COMP6771 Week 2.2
STL Algorithms
Common mistakes
- Bazel won't sync properly
- Is bazel version < 0.26?
- Using the old VM (old VM is running CLion 2018, new one is 2019)?
- Uninstall bazel, then reinstall the newest version using the custom apt repository method
- https://docs.bazel.build/versions/master/install-ubuntu.html#install-on-ubuntu
- Debugger not working
- Settings > build, execution > toolchains > debugger
- switch bundled to GDB
- chmod a+x ~/.CLion2019.*/config/plugins/clwb/gdb/gdbserver
- Settings > build, execution > toolchains > debugger
Starting on your assignment
- git clone https://github.com/cs6771/comp6771.git
- Open up clion
- If a project is already open, file > close project
- File > import bazel project > select comp6771 directory
- Default settings are fine
- VCS > enable version control integration
- Bazel > sync
Profiling
-
If you want your code to go faster, we've replaced std::set with std::unordered_set
- vcs > update project to get the changes
- You may need to run the following if you're using the VM:
-
git remote remove origin && git remote add origin https://github.com/cs6771/comp6771.git
-
- Profiling can be handy to work out where to optimise
- Clion has support for profiling (run > profile 'bazel run binary')

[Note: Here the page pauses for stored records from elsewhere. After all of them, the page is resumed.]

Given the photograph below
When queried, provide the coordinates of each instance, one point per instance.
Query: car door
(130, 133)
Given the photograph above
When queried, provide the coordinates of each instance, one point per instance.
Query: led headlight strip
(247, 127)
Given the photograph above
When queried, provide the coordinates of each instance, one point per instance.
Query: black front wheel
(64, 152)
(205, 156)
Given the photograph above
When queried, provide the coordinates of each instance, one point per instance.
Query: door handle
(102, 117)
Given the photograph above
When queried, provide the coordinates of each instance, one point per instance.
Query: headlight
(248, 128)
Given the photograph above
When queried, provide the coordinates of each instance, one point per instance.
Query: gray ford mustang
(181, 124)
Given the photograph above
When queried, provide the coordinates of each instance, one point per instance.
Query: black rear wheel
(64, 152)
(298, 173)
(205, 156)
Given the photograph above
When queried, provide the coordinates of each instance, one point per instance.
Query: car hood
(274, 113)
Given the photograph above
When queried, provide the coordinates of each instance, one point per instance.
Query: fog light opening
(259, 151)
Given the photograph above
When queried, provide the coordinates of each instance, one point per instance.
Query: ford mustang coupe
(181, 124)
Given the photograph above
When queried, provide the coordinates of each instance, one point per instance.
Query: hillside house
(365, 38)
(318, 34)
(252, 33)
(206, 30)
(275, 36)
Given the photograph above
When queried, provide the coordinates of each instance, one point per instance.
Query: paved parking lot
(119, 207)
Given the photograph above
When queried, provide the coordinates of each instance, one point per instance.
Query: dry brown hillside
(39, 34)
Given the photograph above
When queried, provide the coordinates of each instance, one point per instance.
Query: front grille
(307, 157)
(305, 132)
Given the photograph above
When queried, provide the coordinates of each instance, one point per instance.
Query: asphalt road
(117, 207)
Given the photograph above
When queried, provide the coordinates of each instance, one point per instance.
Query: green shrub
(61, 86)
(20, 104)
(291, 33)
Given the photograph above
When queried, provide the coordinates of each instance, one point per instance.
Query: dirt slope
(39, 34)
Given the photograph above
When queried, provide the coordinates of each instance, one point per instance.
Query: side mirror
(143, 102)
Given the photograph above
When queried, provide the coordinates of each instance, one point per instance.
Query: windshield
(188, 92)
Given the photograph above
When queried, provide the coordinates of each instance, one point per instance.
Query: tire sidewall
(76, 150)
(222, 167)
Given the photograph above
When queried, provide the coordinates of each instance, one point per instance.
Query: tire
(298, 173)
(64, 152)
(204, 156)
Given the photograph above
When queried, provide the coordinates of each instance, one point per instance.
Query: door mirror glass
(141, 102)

- We don't recommend using it for this assignment except for your own learning
- We won't show you how to use profiling here
- You can probably use this (but we haven't tried)
https://www.jetbrains.com/help/clion/cpu-profiler.html
- You can probably use this (but we haven't tried)
Git
- To use git with clion, VCS > enable version control systems (if not enabled)
- VCS > update project to download updates
- Always select rebase, not merge
- If there are conflicts, you should get a nice UI to merge changes
- VCS > commit
- Has a nice UI to see what you're committing
- When you commit, you can also push
- Only relevant if you have your own repo (eg. a fork)
- "checkout" (switch between) commits using button in bottom right
- Version control tab
- Both local changes and log are very useful
Debugging
- See slide 2.1 for common mistakes and how to fix them
- Breakpoints to pause at certain points
- Right click on breakpoints for fine-grained control
- Look at variables in your debugger window while paused
- Play button = Continue
- Two-step arrow = Run until next line
- Down arrow = Go inside the next function call
- Up arrow = leave the function
- Calculator icon = Type an expression in to evaluate
Principles of testing
- Test API, not implentation
- Don't make tests brittle
- If your code changes, your tests should change minimally
- Make tests simple
- It should be obvious what went wrong
- Don't put if statements or loops in your tests
- Any complex code should be put in a well-named function
Testing - Build rules
- Works this way no matter what test framework you use
- You can't test anything in a file with a main function
- Why not?
cc_library(
name = "factorial",
srcs = ["factorial.cpp"],
hdrs = ["factorial.h"],
)
cc_test(
name = "factorial_test",
srcs = ["factorial_test.cpp"],
deps = [
":factorial",
"//:catch",
],
)
Testing in general
- Testing almost always has a form that looks something similar to this
- Do some setup (eg. initialise variables)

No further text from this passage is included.